Jorge Amado en 4 romans – Notre sélection

Jorge Amado naît le 10 août 1912 à Ferradas, un district d’Itabuna dans l’État de Bahia au Brésil. Fils d’un propriétaire terrien, il passe son enfance à Ilhéus après que sa famille a fui une épidémie de variole. Dès l’âge de 14 ans, il participe activement à la vie littéraire à Salvador et publie son premier roman à 18 ans.

Il fait des études de droit à Rio de Janeiro où il entre en contact avec le mouvement communiste. Militant actif, il est arrêté en 1935. Ses livres sont brûlés publiquement deux ans plus tard. Il doit s’exiler en Argentine et en Uruguay entre 1941 et 1942. À son retour, il se sépare de sa première femme Matilde Garcia Rosa. En 1945, il épouse l’écrivaine Zélia Gattai et est élu député du Parti Communiste Brésilien.

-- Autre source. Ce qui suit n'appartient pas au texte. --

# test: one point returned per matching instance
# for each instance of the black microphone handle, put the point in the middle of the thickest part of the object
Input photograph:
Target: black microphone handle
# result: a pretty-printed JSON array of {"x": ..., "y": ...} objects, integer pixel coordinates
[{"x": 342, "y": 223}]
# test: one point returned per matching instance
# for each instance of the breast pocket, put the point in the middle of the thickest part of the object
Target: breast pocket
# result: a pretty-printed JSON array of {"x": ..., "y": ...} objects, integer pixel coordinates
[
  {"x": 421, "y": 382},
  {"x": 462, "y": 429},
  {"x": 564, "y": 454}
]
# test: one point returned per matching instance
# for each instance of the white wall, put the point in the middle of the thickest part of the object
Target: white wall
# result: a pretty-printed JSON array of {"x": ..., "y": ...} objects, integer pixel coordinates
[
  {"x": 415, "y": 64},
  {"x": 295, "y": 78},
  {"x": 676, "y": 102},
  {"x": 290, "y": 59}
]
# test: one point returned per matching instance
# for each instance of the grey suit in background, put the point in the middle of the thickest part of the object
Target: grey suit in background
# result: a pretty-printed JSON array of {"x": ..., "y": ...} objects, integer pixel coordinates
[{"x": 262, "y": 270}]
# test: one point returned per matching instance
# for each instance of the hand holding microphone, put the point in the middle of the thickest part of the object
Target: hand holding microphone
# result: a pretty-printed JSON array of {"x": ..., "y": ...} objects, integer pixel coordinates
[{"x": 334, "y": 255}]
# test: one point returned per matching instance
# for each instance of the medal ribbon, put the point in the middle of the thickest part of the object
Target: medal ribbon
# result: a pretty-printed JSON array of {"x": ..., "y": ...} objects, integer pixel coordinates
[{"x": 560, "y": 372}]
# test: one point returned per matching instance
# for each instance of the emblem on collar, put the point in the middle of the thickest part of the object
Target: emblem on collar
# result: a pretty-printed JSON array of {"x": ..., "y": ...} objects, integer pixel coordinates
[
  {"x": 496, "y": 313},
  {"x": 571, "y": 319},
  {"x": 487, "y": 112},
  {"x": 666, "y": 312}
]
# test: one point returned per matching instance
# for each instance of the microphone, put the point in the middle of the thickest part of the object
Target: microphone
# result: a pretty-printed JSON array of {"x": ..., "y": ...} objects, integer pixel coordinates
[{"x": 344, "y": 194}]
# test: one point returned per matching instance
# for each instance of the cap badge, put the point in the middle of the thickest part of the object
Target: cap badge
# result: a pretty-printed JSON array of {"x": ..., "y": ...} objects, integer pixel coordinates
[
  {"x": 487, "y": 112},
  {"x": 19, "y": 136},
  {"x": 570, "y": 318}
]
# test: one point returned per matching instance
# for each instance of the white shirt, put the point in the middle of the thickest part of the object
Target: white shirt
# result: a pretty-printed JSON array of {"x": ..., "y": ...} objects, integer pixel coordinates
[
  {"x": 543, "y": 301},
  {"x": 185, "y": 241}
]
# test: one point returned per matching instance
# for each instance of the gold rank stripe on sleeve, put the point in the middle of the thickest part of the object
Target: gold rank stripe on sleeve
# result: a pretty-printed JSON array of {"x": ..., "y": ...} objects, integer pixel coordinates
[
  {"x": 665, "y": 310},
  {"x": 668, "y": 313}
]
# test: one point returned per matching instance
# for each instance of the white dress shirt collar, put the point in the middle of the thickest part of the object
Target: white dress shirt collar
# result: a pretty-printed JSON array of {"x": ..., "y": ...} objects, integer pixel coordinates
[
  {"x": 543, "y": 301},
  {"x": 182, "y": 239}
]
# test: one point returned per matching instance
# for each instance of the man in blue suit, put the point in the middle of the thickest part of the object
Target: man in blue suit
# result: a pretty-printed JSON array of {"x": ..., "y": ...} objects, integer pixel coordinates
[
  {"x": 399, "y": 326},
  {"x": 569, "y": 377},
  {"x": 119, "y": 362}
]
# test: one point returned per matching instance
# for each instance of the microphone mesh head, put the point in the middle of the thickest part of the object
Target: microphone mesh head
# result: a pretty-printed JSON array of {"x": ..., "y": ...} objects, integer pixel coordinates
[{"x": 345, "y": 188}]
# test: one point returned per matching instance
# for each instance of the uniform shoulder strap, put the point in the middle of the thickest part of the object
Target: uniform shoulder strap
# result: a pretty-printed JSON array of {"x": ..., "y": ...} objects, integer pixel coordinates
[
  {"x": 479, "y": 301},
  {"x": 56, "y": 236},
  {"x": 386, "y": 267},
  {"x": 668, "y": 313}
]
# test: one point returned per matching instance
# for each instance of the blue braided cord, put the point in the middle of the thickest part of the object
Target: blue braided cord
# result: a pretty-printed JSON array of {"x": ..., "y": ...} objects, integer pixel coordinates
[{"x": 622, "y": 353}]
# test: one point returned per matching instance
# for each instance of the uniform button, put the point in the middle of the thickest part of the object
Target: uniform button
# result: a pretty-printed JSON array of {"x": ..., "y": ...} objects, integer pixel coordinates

Lorsque le parti est déclaré illégal en 1947, il s’exile à nouveau, cette fois en France puis en Tchécoslovaquie.

De retour au Brésil en 1954, il quitte la vie politique active et se consacre entièrement à la littérature. Son œuvre connaît un tournant en 1958 avec « Gabriela, girofle et cannelle », délaissant en partie le réalisme social au profit d’une célébration des traditions de Bahia. Ses romans, traduits en 49 langues, connaissent un immense succès et sont adaptés au cinéma et à la télévision.

Membre de l’Académie brésilienne des lettres à partir de 1961, il reçoit de nombreuses distinctions dont le prix Lénine pour la paix (1951) et le prix Camões (1994). Jorge Amado s’éteint le 6 août 2001 à Salvador de Bahia, laissant derrière lui une œuvre majeure qui mêle engagement social, traditions populaires et sensualité brésilienne.

Voici notre sélection de ses romans majeurs.


1. Gabriela, girofle et cannelle (1958)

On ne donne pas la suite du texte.